Su Maserati Granturismo S un cambio all’americana

ModenaModena è terra di motori, ma anche ricca terra di miti che all’ombra della Ghirlandina e tra i filari del Lambrusco hanno sempre saputo convivere, senza inutili gelosie, addirittura incontrandosi per non più lasciarsi, come Luciano Pavarotti e la Maserati, per decenni la vettura preferita dal grande Maestro. È qui, vicino agli ingegneri che l’hanno progettata e agli operai che la costruiscono, che Maserati ha svelato la terza versione della Gt, l’auto che nel 2007 ha segnato la strepitosa rinascita del marchio modenese che, nonostante la profonda crisi che il mercato globale, e quello statunitense in particolare, stanno attraversando, ha chiuso il primo trimestre 2009 con un utile di 3 milioni. E proprio pensando al pubblico americano Maserati ha sviluppato la GranTurismo S con cambio automatico a sei rapporti, elaborato insieme a Zf, che si propone come alternativa alla trasmissione elettroattuata, l’unica finora abbinata sulla «S» al motore V8, 4.7 litri, 440 cv (Euro 5). Obiettivo: offrire una guida più fluida, con passaggi più garbati tra i rapporti, abolendo la funzione kick-down ma lasciando libero il guidatore di modificare manualmente, attraverso le palette sul volante, il rapporto inserito automaticamente.
Quattro sono le modalità di guida (tre in Auto-Normal, Sport e Ice - e Manual) offerte dal cambio automatico che, a differenza dell’elettroattuato, posizionato secondo lo schema Transaxle, è collocato solidalmente al motore.

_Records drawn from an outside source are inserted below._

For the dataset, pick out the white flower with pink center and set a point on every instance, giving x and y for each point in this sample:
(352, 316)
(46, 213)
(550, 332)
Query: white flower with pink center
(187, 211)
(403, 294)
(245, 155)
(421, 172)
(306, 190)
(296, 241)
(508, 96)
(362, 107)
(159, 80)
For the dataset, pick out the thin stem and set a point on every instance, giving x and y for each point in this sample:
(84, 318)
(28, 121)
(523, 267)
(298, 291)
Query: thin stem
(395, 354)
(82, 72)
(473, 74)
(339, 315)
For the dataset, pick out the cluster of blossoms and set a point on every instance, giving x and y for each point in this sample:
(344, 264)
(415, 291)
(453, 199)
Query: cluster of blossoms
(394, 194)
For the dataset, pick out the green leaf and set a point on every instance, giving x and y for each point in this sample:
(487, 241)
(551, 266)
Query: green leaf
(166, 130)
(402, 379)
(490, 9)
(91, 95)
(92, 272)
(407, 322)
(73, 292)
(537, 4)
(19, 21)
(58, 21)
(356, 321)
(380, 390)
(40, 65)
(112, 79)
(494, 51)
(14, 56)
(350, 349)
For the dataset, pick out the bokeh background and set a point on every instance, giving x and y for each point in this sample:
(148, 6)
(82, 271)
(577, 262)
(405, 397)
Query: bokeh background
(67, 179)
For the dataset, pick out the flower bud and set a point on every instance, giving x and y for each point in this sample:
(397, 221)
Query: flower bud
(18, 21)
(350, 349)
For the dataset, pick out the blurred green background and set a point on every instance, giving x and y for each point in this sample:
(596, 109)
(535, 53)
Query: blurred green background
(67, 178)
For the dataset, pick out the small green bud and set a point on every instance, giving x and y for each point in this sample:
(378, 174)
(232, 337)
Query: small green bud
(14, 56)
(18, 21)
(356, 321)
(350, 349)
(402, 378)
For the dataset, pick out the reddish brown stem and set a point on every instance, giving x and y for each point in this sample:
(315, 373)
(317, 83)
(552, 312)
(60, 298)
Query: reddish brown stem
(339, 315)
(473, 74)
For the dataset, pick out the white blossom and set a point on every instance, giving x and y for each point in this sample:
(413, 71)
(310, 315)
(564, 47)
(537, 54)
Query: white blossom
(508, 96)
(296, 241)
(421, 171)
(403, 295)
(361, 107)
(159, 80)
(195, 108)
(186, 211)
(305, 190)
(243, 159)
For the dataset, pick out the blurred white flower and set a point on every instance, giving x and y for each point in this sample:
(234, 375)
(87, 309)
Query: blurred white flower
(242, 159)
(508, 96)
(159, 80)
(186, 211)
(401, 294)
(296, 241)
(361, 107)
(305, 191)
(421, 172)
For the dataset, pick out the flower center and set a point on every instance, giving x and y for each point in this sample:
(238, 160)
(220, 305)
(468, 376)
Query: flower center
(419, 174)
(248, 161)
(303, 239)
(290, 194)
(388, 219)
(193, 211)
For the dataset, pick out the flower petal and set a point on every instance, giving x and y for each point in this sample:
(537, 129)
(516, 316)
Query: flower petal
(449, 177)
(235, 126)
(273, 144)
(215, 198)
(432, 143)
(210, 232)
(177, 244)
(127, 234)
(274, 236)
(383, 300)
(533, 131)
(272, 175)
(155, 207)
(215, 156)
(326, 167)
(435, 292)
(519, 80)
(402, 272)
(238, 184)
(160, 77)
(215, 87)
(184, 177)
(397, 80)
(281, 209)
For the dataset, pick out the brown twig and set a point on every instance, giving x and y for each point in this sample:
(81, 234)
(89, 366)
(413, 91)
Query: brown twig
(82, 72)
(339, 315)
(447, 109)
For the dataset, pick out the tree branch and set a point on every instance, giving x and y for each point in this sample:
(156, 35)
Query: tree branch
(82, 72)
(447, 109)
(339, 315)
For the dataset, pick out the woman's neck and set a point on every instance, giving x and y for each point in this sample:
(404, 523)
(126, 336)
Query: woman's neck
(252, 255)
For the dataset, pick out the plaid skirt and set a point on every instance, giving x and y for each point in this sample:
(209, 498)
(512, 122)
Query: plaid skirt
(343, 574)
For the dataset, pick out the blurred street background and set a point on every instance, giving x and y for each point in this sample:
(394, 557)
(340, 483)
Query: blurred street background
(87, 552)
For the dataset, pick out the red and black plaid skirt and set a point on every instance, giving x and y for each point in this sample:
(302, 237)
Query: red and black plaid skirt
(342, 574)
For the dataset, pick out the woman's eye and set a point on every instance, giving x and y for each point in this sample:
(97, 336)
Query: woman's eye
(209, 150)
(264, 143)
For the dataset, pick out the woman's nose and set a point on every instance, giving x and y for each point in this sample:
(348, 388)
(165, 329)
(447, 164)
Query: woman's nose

Questa disposizione ha permesso una distribuzione del peso della vettura (quasi 1.900 kg) più equilibrata: 49% sull’asse anteriore, 51% su quello posteriore, a beneficio di una guida ancora più piacevole e sicura, ideale per l’uso quotidiano (l’80 per cento dei 490 Nm di coppia massima sono già pronti a 2.500 giri/minuto) di un’auto comunque sempre pronta a scatenarsi. Lo dicono le prestazioni dichiarate dalla casa, che garantisce una velocità massima di 295 orari e un passaggio da 0 ai 100 in 5 secondi netti, valori da non ricercare sfidando il «tutor» ormai presente su tutta la nostra rete autostradale. Meglio scoprire le doti della GranTurismo S Automatica sulle strade dell’Appennino che separa la Romagna dalla Toscana, salendo e discendendo valli disegnate dal Sillaro, dal Santerno, dal Senio e dal Lamone, fiumi corti, quasi torrenti, che hanno però obbligato l’uomo a creare una fitta rete di tortuose strade dove la nuova Gt si muove con impeccabile agilità, nonostante le sue dimensioni importanti: 4,88 metri di lunghezza con un passo di oltre 2,90 metri.
Duecentonovanta chilometri tutti d’un fiato, con un comfort cui provvedono le sospensioni posteriori Skyhook, sempre piacevolmente accompagnati dal suono del motore, ora modulato su due livelli attraverso un sistema di valvole a farfalla poste a valle del catalizzatore che incanalano i gas di scarico in un percorso lungo, che lascia il rombo in sottofondo, oppure più corto, oltre i 3.000 giri in modalità Sport, che produce un autentico ruggito. Poche sono le modifiche estetiche (cerchi in lega Trident da 20” e minigonne più pronunciate), apportate alla inconfondibile linea firmata Pininfarina, con le quali la GranTurismo S Automatica si presenta in questi giorni nelle concessionarie a un prezzo di 123mila euro, 9mila in più della Gt 4.2 da 405 cv e 6mila in meno della GtS.